The sacristy of the church of Sant’Agnese in Agone was built between 1658 and 1666 to designs by Francesco Borromini, who planned for the creation of the chapel within the College of Innocent X, the building adjacent to the Church of Sant’Agnese. The plans were for a series of three volumes connecting the college structure with the church itself.
After Borromini was removed from the overall project the sacristy was completed by Andrea Baratta. The main function was for the private religious services of the Pamphili family. The space came to be known as the ‘summer sacristy’ to distinguish it from the previous ‘winter sacristy’. Visitors now enter from Via Dell’Anima, then follow a corridor leading to the north arm of the church.
Borromini developed a floor plan replicating the four partitions of ancient palaeo-Christian churches, with an entrance area, nave, main hall and presbytery. The narthex, which has a holy-water niche sculpted by Andrea Baratta, leads to the nave through a grand arch.
The hall of the nave takes a rectangular form, with four convex corners topped by small ‘coretto’ chambers, and a vaulted ceiling richly ornamented with paintings and gilded stuccos.
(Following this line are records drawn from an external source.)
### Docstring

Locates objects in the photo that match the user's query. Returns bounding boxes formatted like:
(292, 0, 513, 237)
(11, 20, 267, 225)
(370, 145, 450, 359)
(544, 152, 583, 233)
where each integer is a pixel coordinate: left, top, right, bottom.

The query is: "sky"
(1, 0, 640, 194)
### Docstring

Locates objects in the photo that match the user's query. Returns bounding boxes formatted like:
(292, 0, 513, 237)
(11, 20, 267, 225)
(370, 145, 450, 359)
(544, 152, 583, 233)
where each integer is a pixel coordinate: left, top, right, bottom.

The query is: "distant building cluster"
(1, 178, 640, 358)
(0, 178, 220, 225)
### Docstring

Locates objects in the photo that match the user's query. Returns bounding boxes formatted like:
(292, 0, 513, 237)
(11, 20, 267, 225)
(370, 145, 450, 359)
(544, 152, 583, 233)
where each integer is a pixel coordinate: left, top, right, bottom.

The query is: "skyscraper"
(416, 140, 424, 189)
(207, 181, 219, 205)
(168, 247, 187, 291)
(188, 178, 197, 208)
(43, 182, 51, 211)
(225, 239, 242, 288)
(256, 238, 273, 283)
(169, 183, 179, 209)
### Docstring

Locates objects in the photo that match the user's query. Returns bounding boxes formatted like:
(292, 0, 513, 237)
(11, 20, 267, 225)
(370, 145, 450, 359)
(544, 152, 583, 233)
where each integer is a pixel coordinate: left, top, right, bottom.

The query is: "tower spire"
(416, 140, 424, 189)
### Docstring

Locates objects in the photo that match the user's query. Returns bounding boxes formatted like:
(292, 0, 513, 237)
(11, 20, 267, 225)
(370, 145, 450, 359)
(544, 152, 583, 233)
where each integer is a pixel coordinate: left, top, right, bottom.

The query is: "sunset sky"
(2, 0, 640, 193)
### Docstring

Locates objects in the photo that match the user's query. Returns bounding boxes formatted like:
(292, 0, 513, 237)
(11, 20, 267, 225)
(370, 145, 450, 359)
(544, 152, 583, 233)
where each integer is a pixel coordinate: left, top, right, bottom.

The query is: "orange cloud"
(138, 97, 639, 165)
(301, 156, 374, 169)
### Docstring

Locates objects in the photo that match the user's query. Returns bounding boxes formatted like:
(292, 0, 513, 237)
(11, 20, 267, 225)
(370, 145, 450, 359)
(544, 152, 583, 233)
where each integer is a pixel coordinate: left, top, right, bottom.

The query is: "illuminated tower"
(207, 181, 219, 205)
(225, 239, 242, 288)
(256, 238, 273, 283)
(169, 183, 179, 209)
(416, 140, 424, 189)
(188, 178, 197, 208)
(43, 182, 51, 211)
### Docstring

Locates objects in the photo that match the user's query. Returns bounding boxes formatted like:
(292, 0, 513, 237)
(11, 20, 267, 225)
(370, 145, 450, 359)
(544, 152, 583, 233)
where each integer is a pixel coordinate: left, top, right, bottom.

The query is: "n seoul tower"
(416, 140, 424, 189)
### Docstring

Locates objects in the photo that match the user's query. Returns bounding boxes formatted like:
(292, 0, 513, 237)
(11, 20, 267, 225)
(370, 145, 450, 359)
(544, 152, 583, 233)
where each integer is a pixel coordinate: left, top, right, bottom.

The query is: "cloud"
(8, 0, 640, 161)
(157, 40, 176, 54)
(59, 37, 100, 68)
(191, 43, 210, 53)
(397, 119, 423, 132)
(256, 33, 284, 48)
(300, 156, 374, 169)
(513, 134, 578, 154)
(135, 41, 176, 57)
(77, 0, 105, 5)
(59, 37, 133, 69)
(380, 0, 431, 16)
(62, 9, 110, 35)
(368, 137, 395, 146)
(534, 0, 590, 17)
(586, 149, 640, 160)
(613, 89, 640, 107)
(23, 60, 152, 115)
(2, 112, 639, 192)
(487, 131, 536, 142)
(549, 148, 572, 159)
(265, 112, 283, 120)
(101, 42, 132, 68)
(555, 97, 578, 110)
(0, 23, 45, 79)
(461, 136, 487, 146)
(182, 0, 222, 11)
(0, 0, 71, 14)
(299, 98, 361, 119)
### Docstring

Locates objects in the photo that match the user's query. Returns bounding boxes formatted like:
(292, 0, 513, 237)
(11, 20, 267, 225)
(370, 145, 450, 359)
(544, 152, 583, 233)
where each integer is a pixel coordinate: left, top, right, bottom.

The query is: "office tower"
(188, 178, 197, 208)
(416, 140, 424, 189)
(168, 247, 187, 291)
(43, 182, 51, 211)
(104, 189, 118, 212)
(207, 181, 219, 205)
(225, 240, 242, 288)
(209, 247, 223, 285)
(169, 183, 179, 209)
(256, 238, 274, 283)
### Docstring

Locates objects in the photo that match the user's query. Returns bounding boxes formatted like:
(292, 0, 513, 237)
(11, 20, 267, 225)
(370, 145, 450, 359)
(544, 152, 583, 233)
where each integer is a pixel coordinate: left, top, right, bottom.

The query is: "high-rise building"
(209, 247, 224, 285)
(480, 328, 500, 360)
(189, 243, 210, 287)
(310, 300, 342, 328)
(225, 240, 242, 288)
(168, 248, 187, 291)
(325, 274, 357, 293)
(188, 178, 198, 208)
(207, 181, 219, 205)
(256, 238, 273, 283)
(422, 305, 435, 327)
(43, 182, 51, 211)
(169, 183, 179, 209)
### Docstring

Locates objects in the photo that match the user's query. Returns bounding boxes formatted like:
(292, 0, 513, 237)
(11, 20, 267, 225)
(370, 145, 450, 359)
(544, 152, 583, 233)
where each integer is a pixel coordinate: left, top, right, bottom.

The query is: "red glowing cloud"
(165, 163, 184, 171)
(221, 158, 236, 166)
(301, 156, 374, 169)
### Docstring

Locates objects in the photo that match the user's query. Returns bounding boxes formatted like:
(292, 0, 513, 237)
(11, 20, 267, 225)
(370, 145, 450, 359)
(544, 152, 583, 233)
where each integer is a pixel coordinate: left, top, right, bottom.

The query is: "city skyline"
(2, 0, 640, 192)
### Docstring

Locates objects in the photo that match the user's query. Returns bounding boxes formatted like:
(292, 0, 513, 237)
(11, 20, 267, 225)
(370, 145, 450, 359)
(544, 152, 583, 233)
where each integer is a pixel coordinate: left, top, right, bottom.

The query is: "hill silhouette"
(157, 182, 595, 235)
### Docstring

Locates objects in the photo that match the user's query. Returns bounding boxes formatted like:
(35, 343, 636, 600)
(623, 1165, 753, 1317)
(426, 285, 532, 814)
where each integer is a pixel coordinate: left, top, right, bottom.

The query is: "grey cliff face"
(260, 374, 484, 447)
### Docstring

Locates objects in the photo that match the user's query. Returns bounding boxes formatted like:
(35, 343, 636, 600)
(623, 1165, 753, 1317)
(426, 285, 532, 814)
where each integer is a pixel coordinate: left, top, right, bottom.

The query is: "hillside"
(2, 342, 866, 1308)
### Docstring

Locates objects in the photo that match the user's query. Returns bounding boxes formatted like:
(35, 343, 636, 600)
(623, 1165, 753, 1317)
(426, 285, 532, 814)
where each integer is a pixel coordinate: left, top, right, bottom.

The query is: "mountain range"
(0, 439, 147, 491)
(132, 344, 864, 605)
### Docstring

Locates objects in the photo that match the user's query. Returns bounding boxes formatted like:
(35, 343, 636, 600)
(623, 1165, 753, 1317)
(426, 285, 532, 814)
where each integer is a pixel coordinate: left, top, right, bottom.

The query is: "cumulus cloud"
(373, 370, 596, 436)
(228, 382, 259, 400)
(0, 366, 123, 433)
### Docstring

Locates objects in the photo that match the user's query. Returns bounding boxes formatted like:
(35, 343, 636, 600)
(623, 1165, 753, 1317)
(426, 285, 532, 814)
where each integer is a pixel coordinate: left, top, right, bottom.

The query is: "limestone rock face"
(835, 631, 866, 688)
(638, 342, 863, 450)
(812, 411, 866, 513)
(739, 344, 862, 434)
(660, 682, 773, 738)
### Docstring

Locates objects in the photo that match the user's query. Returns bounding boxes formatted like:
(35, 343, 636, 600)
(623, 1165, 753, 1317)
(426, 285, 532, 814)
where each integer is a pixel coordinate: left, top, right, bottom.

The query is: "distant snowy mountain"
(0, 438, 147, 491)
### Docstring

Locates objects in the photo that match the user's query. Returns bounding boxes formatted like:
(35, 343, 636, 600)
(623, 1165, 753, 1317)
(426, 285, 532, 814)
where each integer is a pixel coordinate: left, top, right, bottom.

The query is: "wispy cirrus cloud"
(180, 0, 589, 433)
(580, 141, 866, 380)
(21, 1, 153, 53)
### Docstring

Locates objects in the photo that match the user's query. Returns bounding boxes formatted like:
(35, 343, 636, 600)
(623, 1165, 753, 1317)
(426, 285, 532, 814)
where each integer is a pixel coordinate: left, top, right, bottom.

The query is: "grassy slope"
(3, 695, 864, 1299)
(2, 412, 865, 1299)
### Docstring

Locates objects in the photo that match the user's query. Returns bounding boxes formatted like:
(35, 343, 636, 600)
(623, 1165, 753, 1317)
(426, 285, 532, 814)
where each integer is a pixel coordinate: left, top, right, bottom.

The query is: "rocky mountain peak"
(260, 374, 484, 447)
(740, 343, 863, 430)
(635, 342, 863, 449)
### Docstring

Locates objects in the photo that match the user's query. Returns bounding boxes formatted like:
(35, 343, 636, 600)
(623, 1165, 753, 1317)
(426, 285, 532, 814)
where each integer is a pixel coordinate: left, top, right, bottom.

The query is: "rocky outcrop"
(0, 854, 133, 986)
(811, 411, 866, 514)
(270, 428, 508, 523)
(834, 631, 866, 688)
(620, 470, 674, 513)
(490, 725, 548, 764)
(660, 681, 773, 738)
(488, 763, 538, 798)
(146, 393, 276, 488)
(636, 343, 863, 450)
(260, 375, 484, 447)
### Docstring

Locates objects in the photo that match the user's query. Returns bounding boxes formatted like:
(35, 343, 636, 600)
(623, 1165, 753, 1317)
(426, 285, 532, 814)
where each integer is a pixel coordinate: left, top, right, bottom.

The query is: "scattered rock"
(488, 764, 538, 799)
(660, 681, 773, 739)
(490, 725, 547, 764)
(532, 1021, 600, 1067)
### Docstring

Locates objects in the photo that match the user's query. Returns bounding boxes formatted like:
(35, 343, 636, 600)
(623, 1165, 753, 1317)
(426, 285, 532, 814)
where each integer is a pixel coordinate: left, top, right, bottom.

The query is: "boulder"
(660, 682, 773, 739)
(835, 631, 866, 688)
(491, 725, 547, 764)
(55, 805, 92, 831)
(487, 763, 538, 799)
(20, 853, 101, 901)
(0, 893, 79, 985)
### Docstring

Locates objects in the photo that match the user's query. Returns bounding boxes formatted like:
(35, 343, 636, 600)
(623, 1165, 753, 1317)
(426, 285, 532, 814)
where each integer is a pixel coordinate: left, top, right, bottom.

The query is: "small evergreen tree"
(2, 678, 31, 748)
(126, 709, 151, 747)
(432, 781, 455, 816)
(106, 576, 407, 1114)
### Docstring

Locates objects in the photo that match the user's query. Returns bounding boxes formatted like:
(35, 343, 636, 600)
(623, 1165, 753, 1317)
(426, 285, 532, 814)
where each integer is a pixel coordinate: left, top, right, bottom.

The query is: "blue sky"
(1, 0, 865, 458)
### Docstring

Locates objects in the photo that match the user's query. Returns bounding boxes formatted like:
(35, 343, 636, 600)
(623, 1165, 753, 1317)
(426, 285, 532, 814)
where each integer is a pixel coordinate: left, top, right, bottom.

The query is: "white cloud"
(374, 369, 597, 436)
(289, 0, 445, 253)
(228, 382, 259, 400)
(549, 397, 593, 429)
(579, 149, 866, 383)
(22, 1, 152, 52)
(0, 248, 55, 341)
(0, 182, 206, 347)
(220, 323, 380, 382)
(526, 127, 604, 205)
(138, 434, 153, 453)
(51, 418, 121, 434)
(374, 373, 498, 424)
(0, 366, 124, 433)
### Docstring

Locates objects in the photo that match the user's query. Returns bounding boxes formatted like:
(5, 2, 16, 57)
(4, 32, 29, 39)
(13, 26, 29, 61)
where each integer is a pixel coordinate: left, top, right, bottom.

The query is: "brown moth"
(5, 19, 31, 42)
The presbytery, dedicated to the Virgin Mary, is a small rectangular space, shallower than originally intended by Borromini, with a barrel-vault ceiling. This space is decorated with frescos by Francesco Allegrini (1660), representing the story of Mary: we see the Madonna on the altar (an image of Mary Immaculate added in the 1700s); the birth of Mary; the Annunciation, on the side walls; the Angels in Adoration in the lunette of the back wall; and finally the Assumption on the ceiling.